Common Mistakes to Avoid

  1. Vague milestones. Saying “we will explore X” is a red flag. Instead, provide specific experiments, evaluation metrics, and dates.

  2. No compute plan. Reviewers dislike projects that underestimate resource needs. Give realistic GPU/TPU estimates and show how you’ll use in-house node compute.

  3. Overly broad scope. Trying to cover too many objectives dilutes impact. Focus on a few achievable deliverables.

  4. Missing team capability. Don’t submit without showing you have the technical skills or access to partners who do.

  5. Ignoring openness questions. If you can’t open-source parts, explain why and offer controlled auditability.

  6. Weak budgets. A budget that doesn’t match milestones or omits essential costs (data acquisition, compute, instrument time) suggests poor planning.

Address these directly in your proposal and reviewers will reward clarity.

Frequently Asked Questions

Q: Can international teams apply? A: Yes. The program accepts individuals and organizations globally. The nodes are intentionally decentralized and include interest in regions such as Africa. Check the application form for any location-specific requirements.

Q: Are for-profit companies eligible? A: Yes. For-profits can apply but must justify why grant funding is needed versus private capital. Expect questions about IP, productization, and open-source commitments.

Q: How often are decisions made? A: Applications are reviewed monthly until the nodes reach capacity. Submit early in the cycle to get a faster decision.

Q: What does the program prioritize — safety or science?
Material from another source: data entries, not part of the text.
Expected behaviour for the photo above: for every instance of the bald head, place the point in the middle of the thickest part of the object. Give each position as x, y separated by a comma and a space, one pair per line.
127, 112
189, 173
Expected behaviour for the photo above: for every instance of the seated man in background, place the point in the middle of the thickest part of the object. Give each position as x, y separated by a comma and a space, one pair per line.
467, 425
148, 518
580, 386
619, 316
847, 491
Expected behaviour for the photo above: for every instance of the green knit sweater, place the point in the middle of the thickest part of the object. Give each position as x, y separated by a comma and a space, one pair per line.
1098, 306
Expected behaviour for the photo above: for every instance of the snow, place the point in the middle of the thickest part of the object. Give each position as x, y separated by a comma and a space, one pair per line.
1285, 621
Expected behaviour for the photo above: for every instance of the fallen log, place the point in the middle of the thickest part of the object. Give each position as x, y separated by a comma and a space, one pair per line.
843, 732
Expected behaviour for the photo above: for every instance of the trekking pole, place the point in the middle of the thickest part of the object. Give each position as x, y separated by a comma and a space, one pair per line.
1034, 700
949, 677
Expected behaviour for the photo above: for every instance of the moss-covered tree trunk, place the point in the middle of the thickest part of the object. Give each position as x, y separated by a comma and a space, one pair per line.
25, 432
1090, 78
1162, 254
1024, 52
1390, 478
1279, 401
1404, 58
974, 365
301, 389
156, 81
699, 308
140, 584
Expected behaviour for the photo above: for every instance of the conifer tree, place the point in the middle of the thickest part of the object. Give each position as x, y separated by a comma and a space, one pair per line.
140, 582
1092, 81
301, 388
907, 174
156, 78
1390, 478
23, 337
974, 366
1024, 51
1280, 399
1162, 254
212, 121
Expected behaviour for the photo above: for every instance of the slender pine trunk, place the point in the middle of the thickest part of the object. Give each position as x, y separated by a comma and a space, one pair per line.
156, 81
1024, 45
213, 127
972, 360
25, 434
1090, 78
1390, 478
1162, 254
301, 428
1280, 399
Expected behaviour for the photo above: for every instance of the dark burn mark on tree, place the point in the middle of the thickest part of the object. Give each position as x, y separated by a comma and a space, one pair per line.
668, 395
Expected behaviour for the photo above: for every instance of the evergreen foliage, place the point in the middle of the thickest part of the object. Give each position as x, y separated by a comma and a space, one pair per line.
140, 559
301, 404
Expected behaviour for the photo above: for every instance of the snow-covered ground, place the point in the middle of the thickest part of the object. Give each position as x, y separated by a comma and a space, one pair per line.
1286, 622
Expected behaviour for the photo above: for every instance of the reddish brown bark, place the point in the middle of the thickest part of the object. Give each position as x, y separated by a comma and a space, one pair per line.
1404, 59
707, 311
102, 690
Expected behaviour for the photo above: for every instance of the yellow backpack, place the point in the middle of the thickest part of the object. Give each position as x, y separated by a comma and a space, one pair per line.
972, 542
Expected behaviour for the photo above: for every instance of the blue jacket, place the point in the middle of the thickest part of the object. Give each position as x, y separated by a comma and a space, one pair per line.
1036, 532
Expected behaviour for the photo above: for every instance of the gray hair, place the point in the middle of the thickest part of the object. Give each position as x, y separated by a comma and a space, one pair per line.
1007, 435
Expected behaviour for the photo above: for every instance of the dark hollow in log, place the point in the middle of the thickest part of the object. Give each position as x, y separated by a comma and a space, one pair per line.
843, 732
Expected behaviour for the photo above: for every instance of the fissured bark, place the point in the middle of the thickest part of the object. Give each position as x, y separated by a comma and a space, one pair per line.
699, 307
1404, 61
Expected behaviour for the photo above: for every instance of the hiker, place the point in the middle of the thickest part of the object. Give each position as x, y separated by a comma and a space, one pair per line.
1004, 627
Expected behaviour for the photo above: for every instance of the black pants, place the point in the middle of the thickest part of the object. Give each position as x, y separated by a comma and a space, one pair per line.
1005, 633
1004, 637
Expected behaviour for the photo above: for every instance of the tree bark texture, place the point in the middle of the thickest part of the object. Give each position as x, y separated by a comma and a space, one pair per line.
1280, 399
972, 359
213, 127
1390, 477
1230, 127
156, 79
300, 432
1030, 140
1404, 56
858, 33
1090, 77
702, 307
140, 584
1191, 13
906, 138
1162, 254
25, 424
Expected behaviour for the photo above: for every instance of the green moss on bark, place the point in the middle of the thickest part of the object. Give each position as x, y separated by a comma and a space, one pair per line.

A: Both. Projects directly addressing AI safety (defense, verification, monitoring) often receive larger awards, but scientific infrastructure and domain applications (biotech, nanotech, neurotech) are eligible and supported with appropriate funding levels.

Q: Is open source required? A: Preferred, but not strictly required. Provide a clear rationale if you keep components closed, and offer mitigations such as audit access or reproducible evaluation scripts.

Q: Can I apply multiple times? A: You can revise and resubmit if your first proposal is unsuccessful, but treat each submission as a new, improved draft. Since reviews are monthly, iterating quickly is feasible.

Q: What kind of support do nodes provide beyond funding? A: Grants are paired with office/community spaces, programming, and in-house compute designed to accelerate prototyping and foster collaboration.

Next Steps / How to Apply

Ready to apply? Don’t wait until the final week. Prepare the documents listed above, refine your milestones, and draft a crisp one-page summary that a non-specialist can understand.

Apply now through the official form: https://airtable.com/appyVXc5SMPAvIKpP/pagzBRWeiG3HjH6Qn/form

Before submitting, recheck the program’s full initiative page at the Foresight Institute for any updated guidelines or FAQs. If you plan to request node-specific resources (on-site space, special hardware), describe those needs clearly in your compute and budget sections.

If you want a quick checklist before you hit submit:

  • One-page executive summary that answers What, Why, How, and When.
  • Clear milestones with dates and measurable deliverables.
  • Realistic budget tied to milestones.
  • Team bios demonstrating relevant experience.
  • Compute and openness plan.
  • Letters of support if you require external facilities or collaborations.

Apply early, write precisely, and make every sentence earn its place. This program rewards clear thinking, concrete outcomes, and teams that can show how their work will make AI-enabled science safer and more accessible. Good luck — and if your proposal lands a node, expect to go from idea to demonstrable results much faster than you thought possible.